What is the Difference Between IPO and FPO?
🆚 Go to Comparative Table 🆚The main difference between an Initial Public Offering (IPO) and a Follow-on Public Offer (FPO) lies in the issuance of shares by a company. Here are the key differences between the two:
- Meaning: An IPO is the first issuance of shares by a company, while an FPO is the issuance of shares by a company that is already listed on a stock exchange.
- Company Type: Unlisted companies issue IPOs, while companies that are already listed on the stock exchanges issue FPOs.
- Pricing: In an IPO, the price is either fixed or variable within a range, while the price of an FPO is dependent on the number of shares as they increase or decrease and the level of dilution it causes.
- Share Capital: An IPO increases the number of shares of a company, while an FPO can either increase or decrease the number of shares depending on the type of FPO.
- Objective: The primary objective of an IPO is to raise capital from investors by selling its shares to the general public, while an FPO is done to raise additional capital or reduce existing debt.
- Types of FPOs: There are two types of FPOs: dilutive and non-dilutive. In a dilutive FPO, the company issues additional shares in the market, increasing the number of shares available to investors. In a non-dilutive FPO, the shareholders of the company sell their private shares in the market, increasing the number of shares available to investors without changing the company's share capital.
In summary, an IPO is the first issuance of shares by a company to the general public, while an FPO is a subsequent issuance of shares by a company that is already listed on a stock exchange.
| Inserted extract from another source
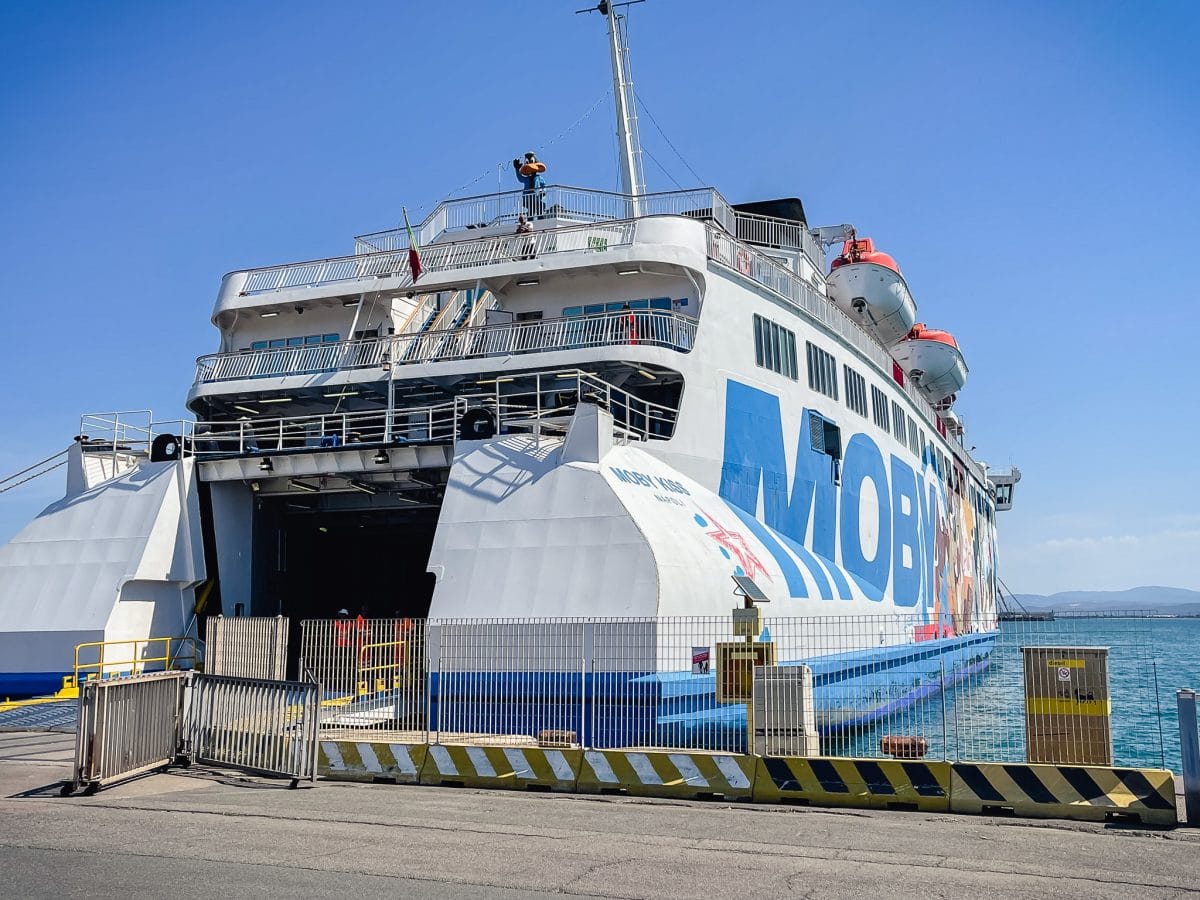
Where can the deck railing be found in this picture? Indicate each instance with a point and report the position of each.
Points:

The primary objective of an IPO is to raise capital, while an FPO is done to raise additional capital or reduce debt.
Comparative Table: IPO vs FPO
Here is a table comparing the differences between IPO (Initial Public Offering) and FPO (Follow-on Public Offering):
Parameter | IPO | FPO |
---|---|---|
Meaning | The first issue of shares by a company to the public | The issuance of additional shares by a listed company to raise capital |
Purpose | Raising capital for expansion, acquisitions, and debt repayment | Raising additional capital or reducing existing debt |
Company Type | Unlisted companies issue IPOs | Listed companies issue FPOs |
Pricing of the Issue | The pricing of an IPO can be fixed or within a range and is determined by the company in consultation with investment banks | The pricing of an FPO is determined by the market and the level of dilution that it causes |
Increase in Share Capital | There is an increase in the number of shares | The number of shares available to the investors increases, but the company's total number of shares remains the same |
Investment Risk | Investing in an IPO is generally riskier than investing in an FPO | Investing in an FPO is relatively less risky as the company is already listed and has a known track record |
Regulatory and Legal Requirements | IPOs have more stringent requirements and involve more regulatory scrutiny than FPOs | FPOs have less stringent requirements compared to IPOs |
Both IPOs and FPOs involve issuing new shares to the public to raise capital, and companies issuing these shares must obtain regulatory approval. After issuance, both IPO and FPO shares can be traded on stock exchanges and are underwritten by investment banks.